The Indian Sugar Mills Association (ISMA) has increased its estimates of sugar exports from the country to 7.5mt for 2021/22 compared to its earlier estimates of around 6mt on the bumper harvest. The association has increased sugar production forecasts in the country from 31.5mt to 33.3mt. Moreover, India’s sugar export sales have picked up over the past few weeks with the association reporting around 6mt of export contracts signed so far; export sales were around 4.6mt a month ago.

Speculators trimmed their positions in CBOT grains over the last week as uncertainty around Russia pushed traders to trim exposure.
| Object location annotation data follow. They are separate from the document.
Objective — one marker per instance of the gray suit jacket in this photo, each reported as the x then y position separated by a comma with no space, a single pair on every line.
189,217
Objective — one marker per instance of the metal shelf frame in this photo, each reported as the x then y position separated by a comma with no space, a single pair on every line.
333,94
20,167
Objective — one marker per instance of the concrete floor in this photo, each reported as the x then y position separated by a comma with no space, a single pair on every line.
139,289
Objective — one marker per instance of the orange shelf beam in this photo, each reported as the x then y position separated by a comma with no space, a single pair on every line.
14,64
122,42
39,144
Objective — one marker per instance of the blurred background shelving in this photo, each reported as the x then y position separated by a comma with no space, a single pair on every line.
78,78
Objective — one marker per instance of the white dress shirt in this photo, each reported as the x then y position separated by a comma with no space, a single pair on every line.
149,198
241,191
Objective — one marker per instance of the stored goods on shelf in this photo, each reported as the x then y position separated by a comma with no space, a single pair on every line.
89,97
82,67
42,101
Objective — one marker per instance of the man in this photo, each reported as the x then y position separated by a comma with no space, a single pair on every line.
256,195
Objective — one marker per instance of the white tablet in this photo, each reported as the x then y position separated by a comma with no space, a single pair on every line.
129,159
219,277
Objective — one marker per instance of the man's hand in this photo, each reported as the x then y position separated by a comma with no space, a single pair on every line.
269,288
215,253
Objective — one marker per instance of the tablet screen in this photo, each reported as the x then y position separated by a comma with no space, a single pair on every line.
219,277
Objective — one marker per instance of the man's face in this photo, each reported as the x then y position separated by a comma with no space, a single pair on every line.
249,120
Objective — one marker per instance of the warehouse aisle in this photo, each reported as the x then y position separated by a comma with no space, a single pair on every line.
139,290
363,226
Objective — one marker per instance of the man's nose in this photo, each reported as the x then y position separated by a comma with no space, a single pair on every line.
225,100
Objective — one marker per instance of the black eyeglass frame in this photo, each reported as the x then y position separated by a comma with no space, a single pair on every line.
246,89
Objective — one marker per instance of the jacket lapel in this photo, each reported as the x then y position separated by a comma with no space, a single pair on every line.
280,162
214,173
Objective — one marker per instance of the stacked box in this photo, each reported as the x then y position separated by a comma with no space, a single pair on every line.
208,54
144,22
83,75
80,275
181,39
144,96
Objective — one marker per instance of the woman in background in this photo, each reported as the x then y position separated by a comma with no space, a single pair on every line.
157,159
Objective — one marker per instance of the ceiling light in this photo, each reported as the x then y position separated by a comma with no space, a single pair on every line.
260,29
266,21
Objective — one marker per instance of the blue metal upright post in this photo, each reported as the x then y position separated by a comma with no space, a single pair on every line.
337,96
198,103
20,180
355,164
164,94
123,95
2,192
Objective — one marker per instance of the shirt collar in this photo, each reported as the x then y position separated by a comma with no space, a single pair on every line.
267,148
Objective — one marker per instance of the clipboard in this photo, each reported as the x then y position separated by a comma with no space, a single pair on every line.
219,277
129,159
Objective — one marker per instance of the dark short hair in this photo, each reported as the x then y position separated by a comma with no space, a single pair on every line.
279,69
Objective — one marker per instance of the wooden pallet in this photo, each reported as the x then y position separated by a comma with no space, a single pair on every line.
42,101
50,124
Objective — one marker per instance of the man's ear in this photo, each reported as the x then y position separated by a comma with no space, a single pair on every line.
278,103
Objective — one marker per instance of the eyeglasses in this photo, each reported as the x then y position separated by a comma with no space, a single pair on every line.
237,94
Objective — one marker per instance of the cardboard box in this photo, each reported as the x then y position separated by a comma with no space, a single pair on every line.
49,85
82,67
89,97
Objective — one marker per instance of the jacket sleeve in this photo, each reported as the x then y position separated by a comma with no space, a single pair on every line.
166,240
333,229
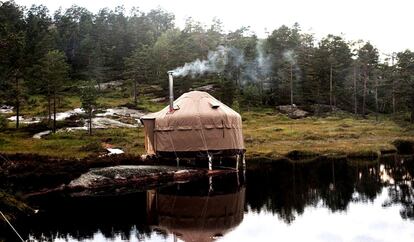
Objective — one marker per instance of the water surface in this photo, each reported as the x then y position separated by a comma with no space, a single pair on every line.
312,201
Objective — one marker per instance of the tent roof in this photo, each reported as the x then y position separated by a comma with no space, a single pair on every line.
194,102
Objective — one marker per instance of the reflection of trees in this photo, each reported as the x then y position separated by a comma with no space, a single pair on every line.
401,191
81,218
286,188
126,215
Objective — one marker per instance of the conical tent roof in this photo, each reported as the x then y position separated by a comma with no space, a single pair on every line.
199,123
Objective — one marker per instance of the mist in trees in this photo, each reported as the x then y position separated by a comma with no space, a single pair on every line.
51,54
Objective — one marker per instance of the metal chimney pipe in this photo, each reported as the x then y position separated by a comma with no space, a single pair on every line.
171,82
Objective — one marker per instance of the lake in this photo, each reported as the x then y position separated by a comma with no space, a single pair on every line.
323,200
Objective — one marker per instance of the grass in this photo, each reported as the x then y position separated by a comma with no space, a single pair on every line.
267,134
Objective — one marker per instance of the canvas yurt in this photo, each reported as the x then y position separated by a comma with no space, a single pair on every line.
195,124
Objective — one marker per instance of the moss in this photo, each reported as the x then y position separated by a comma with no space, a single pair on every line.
12,207
370,154
404,146
300,154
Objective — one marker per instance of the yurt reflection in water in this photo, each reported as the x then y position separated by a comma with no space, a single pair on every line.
191,214
199,210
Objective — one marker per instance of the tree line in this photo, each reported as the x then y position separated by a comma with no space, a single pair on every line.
49,55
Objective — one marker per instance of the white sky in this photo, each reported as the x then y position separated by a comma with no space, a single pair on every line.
388,24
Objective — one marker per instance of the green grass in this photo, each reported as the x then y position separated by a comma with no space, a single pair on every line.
269,134
266,133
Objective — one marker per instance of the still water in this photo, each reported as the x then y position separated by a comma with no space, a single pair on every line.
325,200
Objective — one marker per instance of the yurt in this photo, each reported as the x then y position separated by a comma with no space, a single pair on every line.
194,124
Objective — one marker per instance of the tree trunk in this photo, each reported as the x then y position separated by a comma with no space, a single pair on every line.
393,84
393,96
17,103
135,93
330,88
291,84
49,111
54,111
376,99
90,122
355,95
364,94
412,104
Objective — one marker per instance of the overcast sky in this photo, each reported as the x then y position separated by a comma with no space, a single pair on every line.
388,24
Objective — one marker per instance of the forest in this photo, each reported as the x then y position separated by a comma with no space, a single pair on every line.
55,54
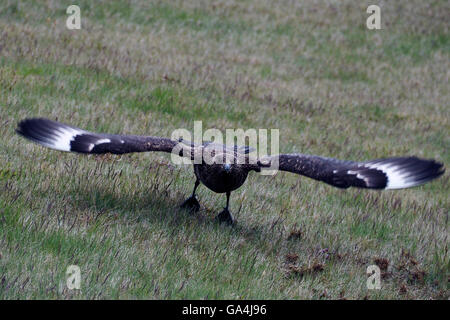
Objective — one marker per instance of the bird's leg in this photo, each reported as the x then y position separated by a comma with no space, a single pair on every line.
225,215
192,203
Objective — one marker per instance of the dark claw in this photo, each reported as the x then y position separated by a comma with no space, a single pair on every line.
225,216
191,203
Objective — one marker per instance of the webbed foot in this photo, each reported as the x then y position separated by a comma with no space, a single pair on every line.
225,216
191,204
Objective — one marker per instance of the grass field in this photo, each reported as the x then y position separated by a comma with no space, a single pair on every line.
311,69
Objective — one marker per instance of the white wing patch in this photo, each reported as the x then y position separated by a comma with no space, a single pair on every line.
397,177
62,138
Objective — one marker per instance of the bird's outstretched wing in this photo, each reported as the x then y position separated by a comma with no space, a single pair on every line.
389,173
59,136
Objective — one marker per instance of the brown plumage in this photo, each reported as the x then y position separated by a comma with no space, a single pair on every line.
224,169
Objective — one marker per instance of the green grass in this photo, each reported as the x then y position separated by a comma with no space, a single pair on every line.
313,71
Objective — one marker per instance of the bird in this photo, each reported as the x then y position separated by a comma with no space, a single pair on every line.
229,166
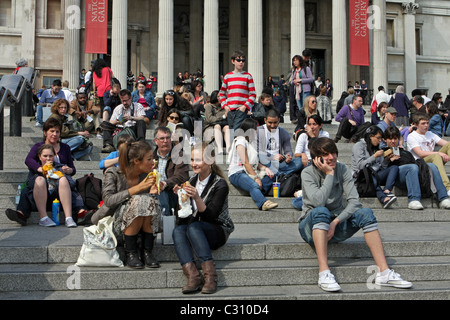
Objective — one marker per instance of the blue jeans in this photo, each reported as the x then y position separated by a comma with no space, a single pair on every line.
39,114
199,237
303,97
297,203
296,165
408,175
243,181
441,189
320,218
387,177
74,143
235,118
167,200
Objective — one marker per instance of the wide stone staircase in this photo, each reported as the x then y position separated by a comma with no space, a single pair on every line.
265,257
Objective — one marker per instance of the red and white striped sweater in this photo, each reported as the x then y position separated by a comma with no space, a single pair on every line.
237,89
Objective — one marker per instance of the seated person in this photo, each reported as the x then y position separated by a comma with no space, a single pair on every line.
42,188
408,174
141,214
83,111
145,97
73,133
313,130
422,143
326,219
274,150
366,152
205,223
112,160
129,115
243,171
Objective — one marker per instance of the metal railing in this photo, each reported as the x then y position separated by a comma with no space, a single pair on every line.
16,92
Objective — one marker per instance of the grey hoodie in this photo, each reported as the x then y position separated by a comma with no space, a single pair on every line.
337,193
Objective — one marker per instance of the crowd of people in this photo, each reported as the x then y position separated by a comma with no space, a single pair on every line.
394,145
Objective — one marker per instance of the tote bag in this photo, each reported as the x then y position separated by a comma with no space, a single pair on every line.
99,247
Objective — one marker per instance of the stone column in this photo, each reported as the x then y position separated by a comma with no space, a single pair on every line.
409,16
195,35
211,46
298,29
235,30
71,57
119,41
165,46
255,44
340,59
380,77
29,31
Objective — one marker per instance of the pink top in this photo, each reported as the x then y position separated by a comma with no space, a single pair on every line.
103,84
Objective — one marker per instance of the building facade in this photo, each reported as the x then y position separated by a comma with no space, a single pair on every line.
408,41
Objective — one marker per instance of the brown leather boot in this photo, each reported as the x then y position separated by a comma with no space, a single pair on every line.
209,272
195,282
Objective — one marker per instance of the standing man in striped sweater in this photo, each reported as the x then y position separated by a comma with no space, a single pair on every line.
237,94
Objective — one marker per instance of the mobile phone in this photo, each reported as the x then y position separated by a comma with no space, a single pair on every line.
396,151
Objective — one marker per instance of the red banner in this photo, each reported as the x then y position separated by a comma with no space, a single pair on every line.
96,33
359,32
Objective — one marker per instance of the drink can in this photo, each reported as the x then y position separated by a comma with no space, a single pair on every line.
276,189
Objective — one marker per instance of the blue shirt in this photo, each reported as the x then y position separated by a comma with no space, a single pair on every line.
47,96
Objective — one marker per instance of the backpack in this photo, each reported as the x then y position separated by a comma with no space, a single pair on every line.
364,183
424,178
289,184
90,189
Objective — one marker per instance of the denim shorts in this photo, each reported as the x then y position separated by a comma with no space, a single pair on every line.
320,218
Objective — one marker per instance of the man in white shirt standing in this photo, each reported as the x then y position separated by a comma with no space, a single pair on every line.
422,144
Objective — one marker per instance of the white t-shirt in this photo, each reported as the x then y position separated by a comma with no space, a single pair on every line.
119,112
234,159
426,142
302,143
272,141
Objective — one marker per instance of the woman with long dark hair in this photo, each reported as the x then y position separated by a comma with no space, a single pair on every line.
367,152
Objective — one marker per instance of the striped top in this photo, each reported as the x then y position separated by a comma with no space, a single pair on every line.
237,89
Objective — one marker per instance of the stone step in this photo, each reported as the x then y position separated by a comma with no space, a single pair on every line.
230,274
276,241
276,298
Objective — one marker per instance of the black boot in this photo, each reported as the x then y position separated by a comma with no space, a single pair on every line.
132,252
149,259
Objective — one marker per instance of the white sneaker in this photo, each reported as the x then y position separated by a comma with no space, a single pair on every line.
444,204
70,223
391,279
47,222
415,205
327,282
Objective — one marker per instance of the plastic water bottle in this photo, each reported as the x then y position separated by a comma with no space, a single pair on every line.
55,211
19,191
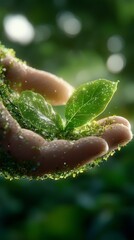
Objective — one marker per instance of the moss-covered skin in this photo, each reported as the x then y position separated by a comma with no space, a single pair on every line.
12,169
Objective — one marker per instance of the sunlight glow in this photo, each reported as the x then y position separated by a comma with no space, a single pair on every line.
116,62
18,29
68,23
115,43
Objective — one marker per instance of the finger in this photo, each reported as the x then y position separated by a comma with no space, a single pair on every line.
114,119
23,77
117,135
46,157
62,155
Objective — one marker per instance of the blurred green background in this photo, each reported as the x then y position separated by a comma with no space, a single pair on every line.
79,41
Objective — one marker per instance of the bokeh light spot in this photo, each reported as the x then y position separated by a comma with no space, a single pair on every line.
68,23
42,33
18,29
115,44
116,63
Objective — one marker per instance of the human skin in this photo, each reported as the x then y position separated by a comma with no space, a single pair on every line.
57,155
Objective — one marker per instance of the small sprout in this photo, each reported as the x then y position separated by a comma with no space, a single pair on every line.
34,113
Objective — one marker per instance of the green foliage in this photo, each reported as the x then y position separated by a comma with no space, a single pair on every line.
88,101
40,114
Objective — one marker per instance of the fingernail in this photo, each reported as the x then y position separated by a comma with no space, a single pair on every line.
117,135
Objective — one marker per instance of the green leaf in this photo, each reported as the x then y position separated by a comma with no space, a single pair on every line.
88,101
39,113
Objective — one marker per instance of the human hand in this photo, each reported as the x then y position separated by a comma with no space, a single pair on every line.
58,155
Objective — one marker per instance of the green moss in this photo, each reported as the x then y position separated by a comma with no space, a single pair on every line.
6,51
12,169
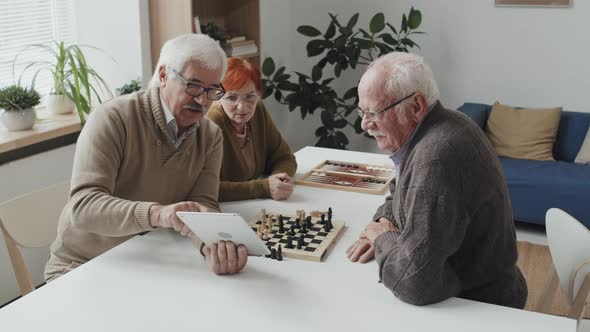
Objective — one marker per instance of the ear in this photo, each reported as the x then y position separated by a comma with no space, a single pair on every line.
421,106
162,75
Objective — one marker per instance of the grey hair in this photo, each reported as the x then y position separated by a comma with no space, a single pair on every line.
177,52
399,74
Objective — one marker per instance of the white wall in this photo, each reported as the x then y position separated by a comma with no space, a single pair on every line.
18,178
119,28
478,52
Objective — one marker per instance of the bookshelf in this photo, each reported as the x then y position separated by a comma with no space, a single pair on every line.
172,18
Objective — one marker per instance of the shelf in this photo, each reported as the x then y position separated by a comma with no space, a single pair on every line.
50,131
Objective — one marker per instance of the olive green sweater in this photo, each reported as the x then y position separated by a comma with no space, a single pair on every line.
125,162
272,155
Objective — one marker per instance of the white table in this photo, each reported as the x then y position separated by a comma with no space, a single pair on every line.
159,282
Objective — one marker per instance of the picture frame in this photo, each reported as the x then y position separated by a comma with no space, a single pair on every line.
533,3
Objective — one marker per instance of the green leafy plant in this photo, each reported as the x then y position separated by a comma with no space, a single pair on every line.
340,47
214,31
72,75
130,87
16,98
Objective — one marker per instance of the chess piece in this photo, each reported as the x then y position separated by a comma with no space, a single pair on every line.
300,242
273,253
279,253
281,225
289,242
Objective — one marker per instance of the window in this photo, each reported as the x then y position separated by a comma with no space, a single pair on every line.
26,22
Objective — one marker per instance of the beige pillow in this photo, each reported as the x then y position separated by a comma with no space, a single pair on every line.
523,133
583,156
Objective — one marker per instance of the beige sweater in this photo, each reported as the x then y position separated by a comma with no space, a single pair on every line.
125,162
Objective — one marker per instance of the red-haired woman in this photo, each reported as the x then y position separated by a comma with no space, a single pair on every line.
257,161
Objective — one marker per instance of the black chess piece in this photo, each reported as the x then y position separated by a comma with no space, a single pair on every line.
289,242
308,222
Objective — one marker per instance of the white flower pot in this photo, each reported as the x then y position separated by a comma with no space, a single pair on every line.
59,104
19,120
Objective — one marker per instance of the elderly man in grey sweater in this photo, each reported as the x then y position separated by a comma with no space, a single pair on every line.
446,229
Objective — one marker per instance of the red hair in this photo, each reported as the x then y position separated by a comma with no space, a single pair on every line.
239,71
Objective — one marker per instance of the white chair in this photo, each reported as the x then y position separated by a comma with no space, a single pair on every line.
30,221
569,243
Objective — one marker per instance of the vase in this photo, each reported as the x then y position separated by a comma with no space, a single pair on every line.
59,104
19,120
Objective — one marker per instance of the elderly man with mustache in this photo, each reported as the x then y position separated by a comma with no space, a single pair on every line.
142,157
446,229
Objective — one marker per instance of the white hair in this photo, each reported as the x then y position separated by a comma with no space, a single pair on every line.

Money managers trimmed both longs and shorts in CBOT corn by around 17,699 lots and 12,485 lots, respectively to push net longs down by 5,214 lots. For CBOT soybean, money managers reduced gross longs and gross shorts by 6,166 lots and 1,553 lots respectively over the last week to leave them with net longs of 175,721 lots as of 1 March. For wheat, money managers covered 5,577 lots of shorts whilst building fresh longs of 5,440 lots over the week to push down net shorts to 7,036 lots.